In the past week, with just days left before the Highway Trust Fund runs dry, both the Senate and the House of Representatives passed short-term measures that would keep the fund solvent through the end of this year.

While both plans are essentially short-term patches for a long-term problem—meeting America’s growing infrastructure needs with funding from a gas tax that hasn’t risen since 1993—the Senate version, passed Tuesday, is a big step in the right direction.

Gone are the pension-smoothing and accounting gimmicks, included in the House’s earlier version of the bill, that Senator Bob Corker (R-TN) called “generational theft.” Furthermore, rather than delay the Trust Fund’s insolvency to May of 2015, the new proposal only runs through the end of this year, forcing Congress to confront a long-term solution sooner.

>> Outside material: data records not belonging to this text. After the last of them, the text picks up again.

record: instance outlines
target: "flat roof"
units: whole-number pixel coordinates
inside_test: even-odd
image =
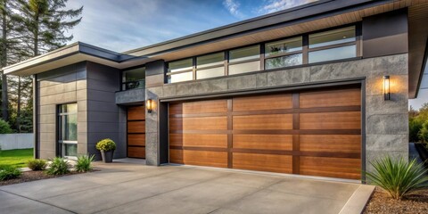
[[[124,53],[116,53],[78,42],[4,67],[2,70],[4,74],[28,76],[84,61],[117,69],[127,69],[152,61],[160,59],[172,61],[354,23],[362,21],[363,17],[419,4],[423,3],[416,0],[320,0]],[[413,11],[420,12],[420,10]],[[409,10],[409,17],[412,15],[410,12],[412,10]],[[421,23],[426,22],[424,21]],[[418,37],[409,39],[409,83],[412,83],[409,84],[409,95],[411,94],[411,98],[417,95],[424,62],[421,56],[424,56],[425,52],[424,48],[424,50],[412,48],[412,45],[419,46],[421,44],[419,40],[423,37],[426,39],[428,30],[425,31],[418,32]],[[409,33],[411,33],[410,29]],[[416,39],[418,44],[415,44]],[[424,39],[423,43],[424,47],[426,41]]]

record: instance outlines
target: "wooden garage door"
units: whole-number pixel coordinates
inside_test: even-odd
[[[145,158],[144,106],[128,108],[128,157]]]
[[[169,161],[359,179],[359,88],[169,104]]]

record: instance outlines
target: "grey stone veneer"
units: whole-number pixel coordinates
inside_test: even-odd
[[[148,99],[202,95],[291,86],[353,78],[366,78],[366,167],[384,154],[408,156],[407,54],[361,59],[276,71],[260,71],[146,88]],[[383,100],[383,77],[391,76],[391,101]],[[158,111],[146,115],[147,163],[158,165]]]

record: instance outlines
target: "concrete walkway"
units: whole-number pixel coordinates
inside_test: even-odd
[[[360,213],[373,186],[198,167],[101,171],[0,187],[0,213]]]

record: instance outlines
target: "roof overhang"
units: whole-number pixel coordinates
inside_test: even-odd
[[[145,63],[151,59],[144,56],[129,56],[78,42],[5,67],[2,70],[4,74],[29,76],[85,61],[125,69]]]
[[[156,45],[115,53],[75,43],[3,69],[28,76],[83,61],[127,69],[155,60],[172,61],[361,21],[364,17],[408,8],[409,97],[417,95],[428,37],[428,1],[324,0]]]

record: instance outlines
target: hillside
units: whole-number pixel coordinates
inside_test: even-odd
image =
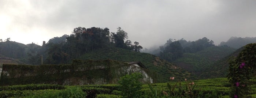
[[[237,56],[244,49],[242,47],[231,54],[219,60],[203,72],[200,76],[203,79],[225,77],[228,74],[229,58],[230,56]]]
[[[185,70],[171,63],[149,53],[140,53],[119,48],[105,48],[87,53],[79,58],[84,60],[111,59],[125,62],[140,61],[149,70],[158,74],[158,82],[170,81],[170,77],[176,80],[188,78],[194,79],[192,75]]]
[[[231,53],[235,49],[227,46],[214,46],[195,53],[186,53],[173,63],[200,76],[214,62]],[[199,78],[200,78],[200,77]]]
[[[41,47],[41,46],[34,44],[25,45],[11,41],[0,42],[0,57],[10,59],[4,60],[1,60],[0,63],[10,64],[10,62],[12,62],[12,60],[15,60],[15,61],[16,61],[13,64],[23,64],[25,63],[33,64],[30,63],[33,61],[30,60],[35,59],[32,57],[36,55]]]

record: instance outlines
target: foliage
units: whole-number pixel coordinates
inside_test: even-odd
[[[256,44],[248,44],[244,48],[237,57],[229,60],[230,97],[249,97],[251,90],[250,79],[255,74],[256,66]]]
[[[125,62],[140,61],[152,72],[153,83],[167,82],[170,75],[178,77],[176,80],[185,78],[194,79],[193,74],[173,64],[155,56],[145,53],[138,53],[120,48],[102,49],[80,57],[83,60],[104,60],[110,59]]]
[[[182,48],[179,41],[171,43],[165,48],[163,52],[160,52],[160,57],[168,61],[172,61],[182,56]]]
[[[126,75],[121,77],[118,81],[121,86],[119,89],[123,92],[123,95],[125,97],[139,97],[140,93],[138,91],[141,89],[142,85],[140,80],[142,75],[139,73],[134,73],[131,75]]]
[[[226,72],[227,72],[228,66],[216,65],[215,63],[221,61],[220,63],[225,63],[225,61],[222,59],[234,50],[227,46],[209,47],[197,52],[184,53],[183,57],[174,61],[173,63],[195,74],[198,76],[198,79],[225,77],[227,74]],[[215,72],[220,71],[222,72]]]
[[[121,98],[123,96],[115,95],[109,94],[99,94],[97,95],[97,98]]]
[[[32,84],[22,85],[0,86],[0,91],[12,90],[34,90],[45,89],[62,90],[65,88],[64,86],[57,84]]]
[[[84,98],[86,93],[79,87],[68,87],[56,92],[47,92],[42,94],[35,95],[28,98]]]
[[[148,69],[110,59],[74,60],[71,65],[40,66],[4,64],[1,85],[55,84],[75,85],[116,83],[120,78],[135,72],[143,74],[143,82],[156,79]],[[113,88],[111,88],[113,89]]]
[[[175,80],[178,78],[175,78],[172,81]],[[255,77],[252,77],[250,79],[250,82],[253,83],[252,85],[252,91],[250,92],[250,95],[252,95],[253,97],[255,97],[256,94],[256,79]],[[170,85],[172,86],[175,85],[177,83],[177,86],[174,89],[174,93],[175,95],[178,96],[179,95],[179,93],[178,86],[180,84],[182,86],[182,90],[184,90],[185,89],[185,86],[187,86],[188,83],[191,83],[192,80],[188,79],[187,82],[183,80],[181,82],[168,82]],[[190,82],[189,82],[190,81]],[[229,80],[227,78],[221,78],[216,79],[211,79],[204,80],[193,80],[195,84],[196,84],[196,86],[194,89],[195,94],[197,96],[196,98],[230,98],[228,96],[230,92],[230,87],[231,86],[229,83]],[[34,85],[41,84],[33,84]],[[45,86],[47,86],[46,84]],[[177,98],[177,97],[174,97],[170,96],[169,89],[167,86],[167,83],[158,83],[155,84],[151,84],[150,85],[154,89],[154,93],[155,93],[156,90],[157,92],[157,98]],[[97,97],[108,98],[110,97],[111,98],[123,98],[122,96],[122,92],[118,90],[117,87],[118,86],[118,84],[108,84],[104,85],[85,85],[83,86],[66,86],[65,88],[68,88],[78,87],[81,89],[85,89],[86,88],[89,90],[96,90],[95,92],[97,92],[97,90],[102,90],[103,91],[98,92],[100,93],[95,93],[95,95],[97,95]],[[8,86],[6,86],[8,87]],[[22,86],[22,87],[26,87],[26,86]],[[45,87],[45,88],[50,88],[50,87]],[[153,93],[151,89],[149,87],[148,84],[144,84],[141,86],[142,89],[138,91],[141,94],[140,97],[141,98],[154,98]],[[101,88],[107,88],[101,89]],[[47,89],[47,88],[46,88]],[[51,89],[51,88],[49,88]],[[25,89],[21,89],[25,90]],[[103,91],[104,90],[109,91]],[[107,91],[106,90],[106,91]],[[53,96],[56,95],[56,93],[60,92],[63,92],[64,90],[56,90],[56,89],[45,89],[38,90],[4,90],[0,91],[0,97],[14,97],[14,98],[27,98],[29,97],[34,96],[36,95],[46,95],[51,94],[51,96]],[[166,96],[163,93],[163,91],[166,91],[168,93],[169,96]],[[85,93],[85,92],[84,92]],[[86,91],[87,93],[88,92]],[[184,92],[183,94],[185,94]],[[49,95],[49,96],[50,95]],[[30,97],[31,98],[31,97]],[[186,98],[183,96],[182,98]]]
[[[241,38],[232,37],[226,42],[222,42],[219,46],[227,45],[235,49],[239,49],[250,43],[256,42],[256,37]]]

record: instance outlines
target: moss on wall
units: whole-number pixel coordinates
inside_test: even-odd
[[[74,60],[70,65],[40,66],[4,64],[0,85],[53,84],[65,85],[116,83],[120,78],[142,73],[143,82],[155,82],[155,73],[148,69],[110,59]]]

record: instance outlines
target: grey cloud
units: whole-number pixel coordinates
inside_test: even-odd
[[[129,39],[146,48],[170,38],[205,37],[218,44],[231,36],[256,36],[255,0],[28,1],[30,6],[26,7],[1,0],[0,12],[10,15],[12,26],[23,28],[23,33],[44,30],[50,38],[69,34],[78,26],[108,27],[111,32],[120,27]]]

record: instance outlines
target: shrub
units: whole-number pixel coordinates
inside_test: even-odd
[[[55,92],[51,91],[39,95],[32,95],[28,98],[84,98],[87,95],[79,87],[70,87]]]
[[[138,91],[141,89],[142,83],[139,79],[142,78],[142,75],[139,73],[134,73],[130,75],[126,75],[121,77],[118,81],[120,85],[119,88],[122,91],[123,95],[125,97],[139,97]]]
[[[122,96],[115,95],[99,94],[97,95],[97,98],[119,98],[123,97]]]

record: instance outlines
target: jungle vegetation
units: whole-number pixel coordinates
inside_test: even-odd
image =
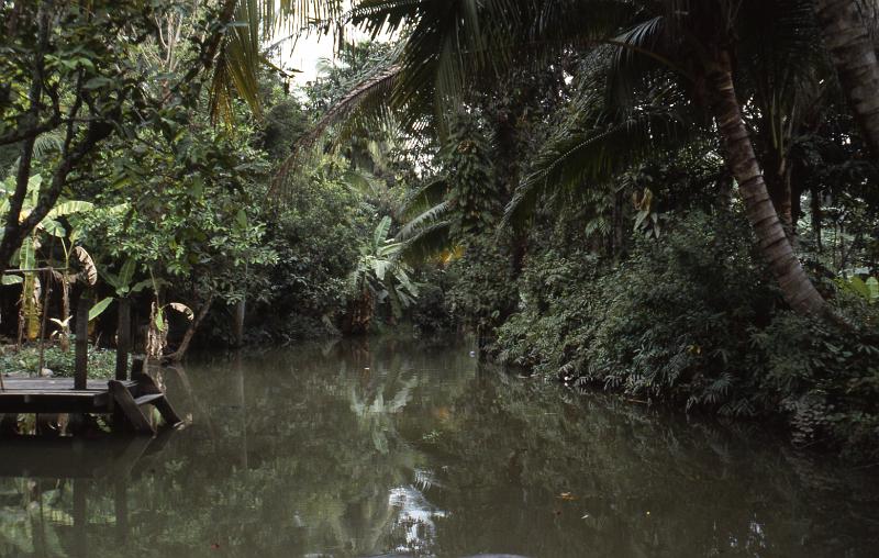
[[[165,360],[467,331],[525,373],[875,455],[878,23],[874,0],[3,1],[4,358],[66,350],[79,300],[112,347],[130,299]],[[305,33],[336,56],[299,85],[279,53]]]

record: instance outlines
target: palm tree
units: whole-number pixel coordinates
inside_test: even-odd
[[[610,89],[623,97],[626,90],[665,80],[683,94],[680,107],[708,109],[713,124],[702,122],[702,131],[713,131],[723,144],[722,155],[738,183],[760,252],[788,304],[804,315],[826,315],[828,305],[804,272],[772,204],[736,92],[738,49],[745,41],[760,40],[739,37],[742,10],[754,5],[752,0],[363,0],[353,10],[352,21],[372,31],[405,25],[408,35],[399,57],[380,79],[382,83],[392,81],[392,103],[405,103],[409,109],[432,105],[439,116],[452,113],[444,108],[459,104],[468,88],[497,83],[497,76],[523,56],[546,60],[571,48],[603,54],[613,71]],[[808,0],[767,0],[758,10],[800,12],[803,7],[811,9],[812,4]],[[798,29],[779,31],[797,33]],[[355,88],[356,94],[343,99],[344,110],[336,112],[363,103],[368,97],[365,93],[374,90],[387,94],[378,88]],[[666,116],[630,104],[614,130],[593,134],[594,129],[587,129],[578,138],[566,138],[570,148],[564,156],[545,158],[546,165],[525,181],[510,211],[518,211],[522,199],[538,190],[534,185],[541,180],[555,187],[559,185],[549,182],[560,175],[572,179],[587,176],[577,171],[577,166],[617,170],[638,156],[655,153],[670,138],[666,130],[657,127],[657,118],[665,119],[666,127],[681,123]],[[437,122],[442,133],[444,119]],[[639,134],[642,142],[621,142],[620,153],[607,145],[608,138],[620,141],[632,134]],[[582,157],[587,152],[598,158]]]
[[[879,158],[879,63],[867,19],[877,25],[876,5],[870,13],[857,0],[815,0],[824,43],[836,67],[855,120],[875,158]]]

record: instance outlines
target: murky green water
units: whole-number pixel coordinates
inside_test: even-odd
[[[0,556],[879,556],[872,469],[479,373],[464,345],[164,379],[193,420],[168,437],[0,442]]]

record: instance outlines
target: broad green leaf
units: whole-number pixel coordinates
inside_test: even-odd
[[[186,304],[181,304],[179,302],[171,302],[170,306],[174,310],[185,314],[186,319],[189,320],[190,322],[196,317],[196,313],[192,312],[192,309],[187,306]]]
[[[162,309],[158,309],[156,312],[156,330],[164,332],[165,331],[165,316],[163,315]]]
[[[111,302],[113,302],[113,298],[107,297],[102,301],[91,306],[91,309],[89,309],[89,322],[101,315],[101,313],[107,310],[107,306],[109,306]]]
[[[119,288],[126,288],[131,283],[131,280],[134,278],[134,269],[136,267],[136,263],[134,259],[129,258],[122,264],[122,269],[119,270]]]
[[[46,217],[41,223],[43,230],[51,234],[52,236],[57,236],[58,238],[64,238],[67,236],[67,231],[64,228],[64,225],[55,221],[54,219]]]
[[[24,282],[24,278],[20,275],[4,275],[3,276],[3,284],[21,284]]]
[[[74,213],[82,213],[84,211],[91,211],[94,209],[94,204],[88,201],[79,201],[79,200],[70,200],[64,201],[55,205],[52,211],[48,212],[48,217],[63,217],[65,215],[71,215]]]

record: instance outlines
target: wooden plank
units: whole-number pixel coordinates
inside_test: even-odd
[[[138,434],[155,434],[156,431],[149,424],[141,408],[137,406],[137,403],[134,402],[129,388],[116,380],[110,380],[109,387],[115,404],[119,405],[119,410],[125,415],[134,432]]]
[[[131,388],[135,386],[134,381],[122,382]],[[107,391],[107,380],[88,380],[86,384],[88,391]],[[73,378],[7,378],[7,391],[27,390],[27,391],[74,391]],[[81,391],[81,390],[80,390]],[[3,392],[0,392],[0,397]]]
[[[129,350],[131,350],[131,300],[119,300],[119,323],[116,324],[116,380],[129,377]]]
[[[168,401],[168,398],[165,397],[165,392],[162,391],[162,388],[158,387],[156,380],[154,380],[152,376],[145,372],[138,373],[136,378],[137,378],[138,393],[146,394],[142,398],[138,398],[138,401],[141,399],[146,401],[145,398],[155,397],[155,399],[149,400],[149,403],[152,403],[153,406],[155,406],[158,410],[159,414],[162,415],[162,418],[165,420],[165,423],[173,428],[176,428],[177,426],[181,425],[183,423],[183,420],[180,418],[180,415],[178,415],[177,411],[174,410],[174,406],[171,405],[170,401]]]
[[[79,297],[76,305],[76,372],[74,373],[74,388],[86,389],[89,367],[89,306],[90,300],[86,293]]]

“The insolvency of the Highway Trust Fund is a major threat to our infrastructure and to our economy,” said Smart Growth America President Geoffrey Anderson. “We’re happy to see that the Senate is serious about reasonable funding measures and a long-term bipartisan solvency solution.”

“Today’s votes held some positive signs for the future of our nation’s transportation system,” said James Corless, director of Transportation for America, a program of Smart Growth America, in a statement released today. “The Senate overwhelmingly rejected a move to dismantle our key infrastructure fund, and instead challenged themselves to take up a long-term funding solution this year.”

The Senate’s amended version of the bill will head back to the House on Thursday to be considered for passage before the August recess begins this weekend.